Tree height creates a simple labor access problem with an engineering solution.
Our proximity to the world’s most important fruit market (the U.S. east coast) is a growing competitive advantage for our industry, not only in transportation costs, but also due to growing consumer preference for locally-grown produce. The future for our fruit industry seems bright, except for the growing cost and scarcity of farm labor. The aim of a Penn State NRCS Conservation Innovation Grant (CIG) project (now in its fourth year) is to develop growing systems and technologies that will allow greater mechanization and labor efficiency in the short term, and fully automated systems in the future.
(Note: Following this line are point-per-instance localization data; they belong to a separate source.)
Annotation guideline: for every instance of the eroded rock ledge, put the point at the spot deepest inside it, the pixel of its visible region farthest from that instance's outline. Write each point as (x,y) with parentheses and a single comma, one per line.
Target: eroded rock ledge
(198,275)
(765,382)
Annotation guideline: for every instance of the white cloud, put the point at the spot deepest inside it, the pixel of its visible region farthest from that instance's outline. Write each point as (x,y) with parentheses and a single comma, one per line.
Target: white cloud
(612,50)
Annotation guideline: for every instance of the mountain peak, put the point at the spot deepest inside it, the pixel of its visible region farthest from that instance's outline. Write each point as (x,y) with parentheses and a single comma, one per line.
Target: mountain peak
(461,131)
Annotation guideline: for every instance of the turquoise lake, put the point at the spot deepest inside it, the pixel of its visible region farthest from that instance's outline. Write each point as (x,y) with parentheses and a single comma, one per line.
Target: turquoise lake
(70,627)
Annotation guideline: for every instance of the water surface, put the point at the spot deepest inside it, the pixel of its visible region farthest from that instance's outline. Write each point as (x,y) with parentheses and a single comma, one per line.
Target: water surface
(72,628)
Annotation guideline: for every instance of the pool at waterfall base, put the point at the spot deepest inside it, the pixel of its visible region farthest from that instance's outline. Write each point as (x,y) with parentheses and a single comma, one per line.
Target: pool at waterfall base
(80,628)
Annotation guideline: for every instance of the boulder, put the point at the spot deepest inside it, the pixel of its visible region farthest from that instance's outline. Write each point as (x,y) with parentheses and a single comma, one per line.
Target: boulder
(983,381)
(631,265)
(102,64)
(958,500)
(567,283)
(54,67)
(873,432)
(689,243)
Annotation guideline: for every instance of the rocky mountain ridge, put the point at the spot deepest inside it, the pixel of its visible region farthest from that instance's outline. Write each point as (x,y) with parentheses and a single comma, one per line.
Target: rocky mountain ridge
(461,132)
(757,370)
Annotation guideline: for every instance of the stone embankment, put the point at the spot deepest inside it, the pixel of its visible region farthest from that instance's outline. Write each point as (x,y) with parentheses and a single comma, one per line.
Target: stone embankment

In twelve 1-acre CIG pilot plantings we are evaluating the effect of two high density apple growing systems on productivity, fruit quality, and labor efficiency. These training systems utilize the same support system, and trees are planted at the same spacing (691 trees per acre). The trees are being trained to form either a continuous tree wall, or as cone-shaped canopies with discrete gaps in the tree tops. Two popular varieties, one with high vigor (Cameo) and one with low vigor (Honeycrisp) are being used to determine if a difference in tree vigor level influences the performance of these systems based on fruit quality and labor efficiency. Labor efficiency between the two systems is being compared using both ladders and a mobile platform. The large number of CIG trials and the relatively large size of the plantings will also provide adequate space for evaluating additional labor saving technologies developed through two USDA Specialty Crop Initiative projects funded in 2008. By blending this research into the CIG demonstration project, we can increase the visibility of the results and speed industry adoption of new practices as they develop.